Implementation:NVIDIA TransformerEngine FusedSGD
| Field | Value |
|---|---|
| Sources | TransformerEngine |
| Domains | Deep_Learning, PyTorch, Optimization |
| Last Updated | 2026-02-07 14:00 GMT |
Overview
GPU-fused SGD optimizer with optional momentum and Nesterov acceleration, batching updates across all parameters into minimal kernel launches.
Description
FusedSGD extends torch.optim.Optimizer and uses multi_tensor_applier with tex.multi_tensor_sgd to perform batched parameter updates.
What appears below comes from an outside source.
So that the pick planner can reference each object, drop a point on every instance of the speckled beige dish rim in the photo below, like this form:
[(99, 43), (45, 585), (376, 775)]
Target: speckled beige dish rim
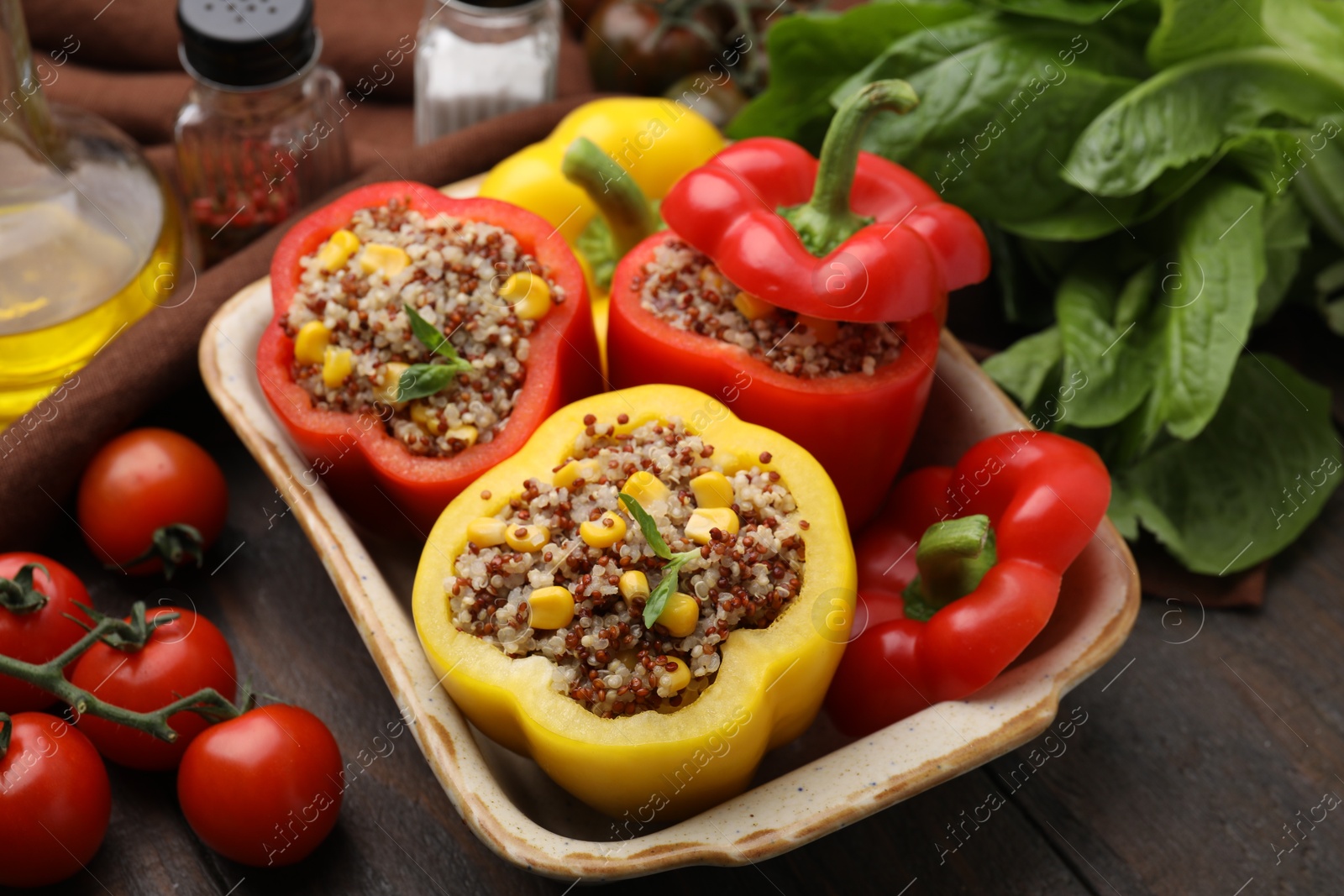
[(796, 808)]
Supports momentum, dampening, Nesterov momentum, weight decay (both standard L2 and post-momentum variants), and mixed-precision training with master weights. Groups parameters by dtype and handles FP16/BF16 parameters with FP32 master copies.
Usage
Drop-in replacement for torch.optim.SGD that reduces kernel launch overhead through multi-tensor batching. Useful for fine-tuning and workloads that benefit from SGD's properties.
Code Reference
Source Location
- Repository
NVIDIA/TransformerEngine- File
transformer_engine/pytorch/optimizers/fused_sgd.py- Lines
- 1--316
Signature
class FusedSGD(torch.optim.Optimizer):
def __init__(
self, params, lr=0.1, momentum=0,
dampening=0, weight_decay=0,
nesterov=False, set_grad_none=True,
master_weights=False, ...
): ...
def step(self, closure=None): ...
Import
from transformer_engine.pytorch.optimizers import FusedSGD
I/O Contract
Inputs
| Name | Type | Required | Description |
|---|---|---|---|
| params | iterable |
Yes | Iterable of parameters or parameter groups |
| lr | float |
No | Learning rate (default 0.1) |
| momentum | float |
No | Momentum factor (default 0) |
| dampening | float |
No | Dampening for momentum (default 0) |
| weight_decay | float |
No | Weight decay (L2 penalty, default 0) |
| nesterov | bool |
No | Enable Nesterov momentum (default False) |
| master_weights | bool |
No | Maintain FP32 master weights |
Outputs
| Name | Type | Description |
|---|---|---|
| loss | Optional[torch.Tensor] |
Loss value if closure provided, else None |
Usage Examples
from transformer_engine.pytorch.optimizers import FusedSGD
optimizer = FusedSGD(
model.parameters(),
lr=0.01,
momentum=0.9,
weight_decay=1e-4,
nesterov=True,
)
optimizer.zero_grad()
loss = model(input).sum()
loss.backward()
optimizer.step()